Há um conto de Clarice Lispector, um dos mais sublimes na minha opinião, chamado “Perdoando Deus”. Nele, a narradora fala do dia em que, ao andar pela rua e ver as coisas lindas da vida, passa a se sentir a “mãe do mundo”. O carinho toma conta de sua pessoa e tudo passa a ser perfeito. Até que, subitamente, ela se depara com um rato morto. A partir daí, brotam as reflexões. O rato esmagado, caótico, nojento, cheio de tripas e sangue é o outro lado da vida, a outra face de Deus. O rato também é Deus. O rato morto também é a Vida. E assim ficamos pensando… Será que para as coisas serem perfeitas elas têm sempre que ser o que queremos que sejam? Ou será que a perfeição está em aceitar que o Perfeito pode, justamente, ser o fora do lugar, ser o rato morto?
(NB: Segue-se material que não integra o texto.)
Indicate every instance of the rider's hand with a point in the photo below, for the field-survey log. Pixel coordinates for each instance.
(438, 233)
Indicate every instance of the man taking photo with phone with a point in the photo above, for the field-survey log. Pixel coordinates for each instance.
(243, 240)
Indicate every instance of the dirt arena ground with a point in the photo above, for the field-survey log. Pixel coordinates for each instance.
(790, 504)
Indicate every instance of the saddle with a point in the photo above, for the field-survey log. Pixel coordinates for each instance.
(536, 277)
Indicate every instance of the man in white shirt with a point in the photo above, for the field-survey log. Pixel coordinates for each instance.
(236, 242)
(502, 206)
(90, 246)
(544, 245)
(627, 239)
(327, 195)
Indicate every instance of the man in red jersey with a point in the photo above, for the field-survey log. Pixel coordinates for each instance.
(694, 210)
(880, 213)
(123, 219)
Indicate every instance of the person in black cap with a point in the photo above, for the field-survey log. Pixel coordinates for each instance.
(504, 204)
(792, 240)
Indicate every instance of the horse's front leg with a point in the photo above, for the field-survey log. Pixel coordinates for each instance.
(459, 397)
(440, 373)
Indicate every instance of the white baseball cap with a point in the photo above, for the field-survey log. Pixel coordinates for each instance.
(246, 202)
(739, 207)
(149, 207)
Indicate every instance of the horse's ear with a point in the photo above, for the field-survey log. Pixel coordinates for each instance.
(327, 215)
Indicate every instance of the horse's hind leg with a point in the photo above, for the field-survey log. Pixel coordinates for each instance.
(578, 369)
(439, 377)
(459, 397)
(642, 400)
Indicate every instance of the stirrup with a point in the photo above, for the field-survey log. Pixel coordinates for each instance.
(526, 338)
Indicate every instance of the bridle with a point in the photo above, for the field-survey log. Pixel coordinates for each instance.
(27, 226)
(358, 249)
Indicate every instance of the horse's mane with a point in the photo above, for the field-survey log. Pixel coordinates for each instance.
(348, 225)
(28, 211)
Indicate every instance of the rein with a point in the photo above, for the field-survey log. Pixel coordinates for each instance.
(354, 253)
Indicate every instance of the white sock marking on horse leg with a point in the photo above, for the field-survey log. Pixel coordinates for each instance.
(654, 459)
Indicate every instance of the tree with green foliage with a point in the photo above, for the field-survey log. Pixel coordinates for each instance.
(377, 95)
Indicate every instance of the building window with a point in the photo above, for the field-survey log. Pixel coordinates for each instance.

Raramente queremos ver a vida como ela realmente é. Raramente queremos aceitar que as coisas são só o que são. Quando nossos olhos olham, eles simplesmente veem. Simplesmente veem. Os olhos não nos dão o sentido das coisas. O sentido do mundo somos nós quem damos. Olhamos o que olhamos e interpretamos tudo como somos. E somos humanos, ávidos por significar. Queremos “amar o que amaríamos”, como diz a narradora, mas não queremos amar o que é. Amar o que é nos parece simples, objetivo demais. Mas não é. Olhar o mundo como Deus é enxergar não somente a doçura da flor, mas também a ranhura do espinho. Amar a vida como Vida é viver a beleza da pétala e a do sangue enferrujado de um rato morto, afinal, nas palavras de Clarice “o rato existe tanto quanto eu”.
Temos por hábito querermos que a vida seja perfeita. Queremos a Perfeição do jeito que queremos crer que a Perfeição é. Porém nós, humanos que somos, não somos capazes de definir, com perfeição, a Perfeição. A Perfeição não é igual para todos. Perfeição é conceito indefinível, imperfeito de tão subjetivo. Cada um sabe, somente para si, o que significa. Mas não adianta… Imperfeitos masoquistas que somos, vivemos tentando inventar a vida perfeita. E tentar inventar a vida é a melhor maneira de desinventá-la. Pois a vida é o que é. Apenas. Com todas as suas perfeitas lógicas imperfeitas.
Aceitar a vida em todas as suas facetas é ter o dom de sentir o sublime. É saber que dentro do divino cabem as alegrias, mas também as tristezas. Todas as coisas da vida são sublimes. E, sublimes que são, nascem como nascem, nascem onde nascem, nascem porque nascem e do mesmo jeito morrem. As coisas sublimes não têm cura, explicação, vacina, sentido. São coisas que só as palavras da alma podem dizer, e entender…
A vida não nasce para ser inventada, mas para ser ventada, como uma brisa fora de hora que passa. Tentar inventar a vida sem aprender a deixá-la viver leve como ela é, é querer domar o selvagem do instinto, é querer prender o invisível do vento nas mãos, é querer brincar do que não se brinca: de Deus. Reformulando as palavras finais do conto de Clarice: “Enquanto eu inventar a Vida, ela não existe.”